But others – people like Ronald Reagan, Margaret Thatcher, Winston Churchill, or Golda Meir – were born to lead. Alexander Hamilton argued in The Federalist for a strong executive, saying that in social and civic life emergencies are the rule; discretion, vigor, and decisiveness are critical in facing them. In such times we need leaders with intestinal fortitude to act quickly and take responsibility for their choices, made as they are under great pressure.
Historically, Americans have understood this when choosing their President. The great majority of the men we've elected to the Oval Office had executive experience and distinguished records of accomplishment that could be weighed in the voting booth. Men like George Washington, Ulysses S. Grant, Andrew Jackson, and Dwight Eisenhower were prominent military leaders before they were Presidents. Theodore Roosevelt and James Garfield also displayed leadership gifts in battle.
An alternate prerequisite for the Presidency is gubernatorial experience. Teddy Roosevelt, Thomas Jefferson, Martin Van Buren, James Monroe – all were governors before they were Presidents. So were the likes of Franklin Delano Roosevelt, Ronald Reagan, William McKinley, Calvin Coolidge, Jimmy Carter, Bill Clinton, and George W. Bush.

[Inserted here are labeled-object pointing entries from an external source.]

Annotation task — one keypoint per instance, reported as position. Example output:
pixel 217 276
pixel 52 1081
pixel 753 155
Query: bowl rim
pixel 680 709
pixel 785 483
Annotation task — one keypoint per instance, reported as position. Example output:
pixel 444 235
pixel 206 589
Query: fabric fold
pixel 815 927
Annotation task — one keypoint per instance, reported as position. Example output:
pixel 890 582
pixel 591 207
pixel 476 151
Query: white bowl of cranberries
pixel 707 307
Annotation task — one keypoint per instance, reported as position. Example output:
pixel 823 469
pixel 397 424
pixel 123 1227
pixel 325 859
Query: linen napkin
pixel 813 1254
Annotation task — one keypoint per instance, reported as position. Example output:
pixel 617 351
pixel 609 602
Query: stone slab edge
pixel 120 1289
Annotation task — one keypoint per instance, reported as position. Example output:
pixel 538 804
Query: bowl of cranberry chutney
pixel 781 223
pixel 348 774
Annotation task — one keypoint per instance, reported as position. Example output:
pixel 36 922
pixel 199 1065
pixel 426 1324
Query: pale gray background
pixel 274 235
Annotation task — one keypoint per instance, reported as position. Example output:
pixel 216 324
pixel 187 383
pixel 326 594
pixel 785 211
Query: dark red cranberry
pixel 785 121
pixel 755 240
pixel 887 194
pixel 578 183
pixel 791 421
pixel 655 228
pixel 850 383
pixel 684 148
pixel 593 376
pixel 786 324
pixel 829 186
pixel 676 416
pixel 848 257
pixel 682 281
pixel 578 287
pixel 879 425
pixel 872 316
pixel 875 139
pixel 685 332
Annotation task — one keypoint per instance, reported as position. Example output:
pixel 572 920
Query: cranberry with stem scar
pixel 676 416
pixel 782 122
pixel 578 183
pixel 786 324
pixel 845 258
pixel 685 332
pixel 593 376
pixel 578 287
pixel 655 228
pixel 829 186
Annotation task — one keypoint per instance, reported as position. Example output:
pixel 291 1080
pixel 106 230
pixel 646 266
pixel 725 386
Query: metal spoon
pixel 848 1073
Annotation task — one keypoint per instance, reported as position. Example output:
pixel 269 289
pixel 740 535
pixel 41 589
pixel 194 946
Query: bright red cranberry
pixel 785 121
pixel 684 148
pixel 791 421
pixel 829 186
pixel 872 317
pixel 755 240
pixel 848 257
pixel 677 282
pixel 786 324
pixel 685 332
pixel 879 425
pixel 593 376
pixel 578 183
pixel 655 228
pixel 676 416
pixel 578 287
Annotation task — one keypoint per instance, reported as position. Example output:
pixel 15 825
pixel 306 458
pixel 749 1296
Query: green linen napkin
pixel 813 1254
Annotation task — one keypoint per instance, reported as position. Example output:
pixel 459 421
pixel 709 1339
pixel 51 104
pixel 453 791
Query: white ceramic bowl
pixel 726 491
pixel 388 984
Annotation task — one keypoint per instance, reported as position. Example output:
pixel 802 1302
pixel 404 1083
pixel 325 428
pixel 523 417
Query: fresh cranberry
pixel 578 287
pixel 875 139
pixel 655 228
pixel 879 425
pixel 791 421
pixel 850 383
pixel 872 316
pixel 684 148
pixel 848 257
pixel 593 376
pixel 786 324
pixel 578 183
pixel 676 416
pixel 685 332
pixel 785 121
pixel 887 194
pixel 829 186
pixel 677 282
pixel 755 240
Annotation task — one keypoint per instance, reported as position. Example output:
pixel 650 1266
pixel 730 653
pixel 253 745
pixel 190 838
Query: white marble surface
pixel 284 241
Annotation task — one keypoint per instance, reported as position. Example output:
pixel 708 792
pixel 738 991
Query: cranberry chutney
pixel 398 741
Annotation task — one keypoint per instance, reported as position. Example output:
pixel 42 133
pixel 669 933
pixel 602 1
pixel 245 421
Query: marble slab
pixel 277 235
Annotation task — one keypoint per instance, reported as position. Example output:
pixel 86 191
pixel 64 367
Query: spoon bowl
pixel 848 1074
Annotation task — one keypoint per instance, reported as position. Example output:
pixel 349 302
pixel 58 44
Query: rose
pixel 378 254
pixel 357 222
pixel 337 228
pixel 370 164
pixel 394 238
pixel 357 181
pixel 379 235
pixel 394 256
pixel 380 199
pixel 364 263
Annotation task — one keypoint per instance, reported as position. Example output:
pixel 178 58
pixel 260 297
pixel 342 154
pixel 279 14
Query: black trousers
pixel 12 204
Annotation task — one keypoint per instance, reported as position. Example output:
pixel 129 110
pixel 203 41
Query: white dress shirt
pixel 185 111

A handful of men without executive experience have been elected President – Warren Harding, Franklin Pierce, John F. Kennedy ... and now Barack Obama. Their records are a strong argument in favor of voters' preferences for candidates with leadership experience.
Franklin Pierce, while a good man, was not a strong President. His administration (1853-57) presided with ruinous fecklessness over a country in the throes of an approaching civil war. Warren Harding, though popular in his day, is best known for the scandals that plagued his short-lived (1921-23) presidency. JFK, for all the soft-focus worship he posthumously receives, was, before the Cuban missile crisis, considered so weak and vacillating by Nikita Khrushchev and the Soviets that they thought they could put nuclear-tipped missiles in Fidel Castro's Cuba, 90 miles away from the U.S., with impunity. Suddenly the world teetered on the edge of nuclear war. Though Kennedy eventually found his resolve and stared Khrushchev down, it was his lack of strength that provoked the crisis in the first place.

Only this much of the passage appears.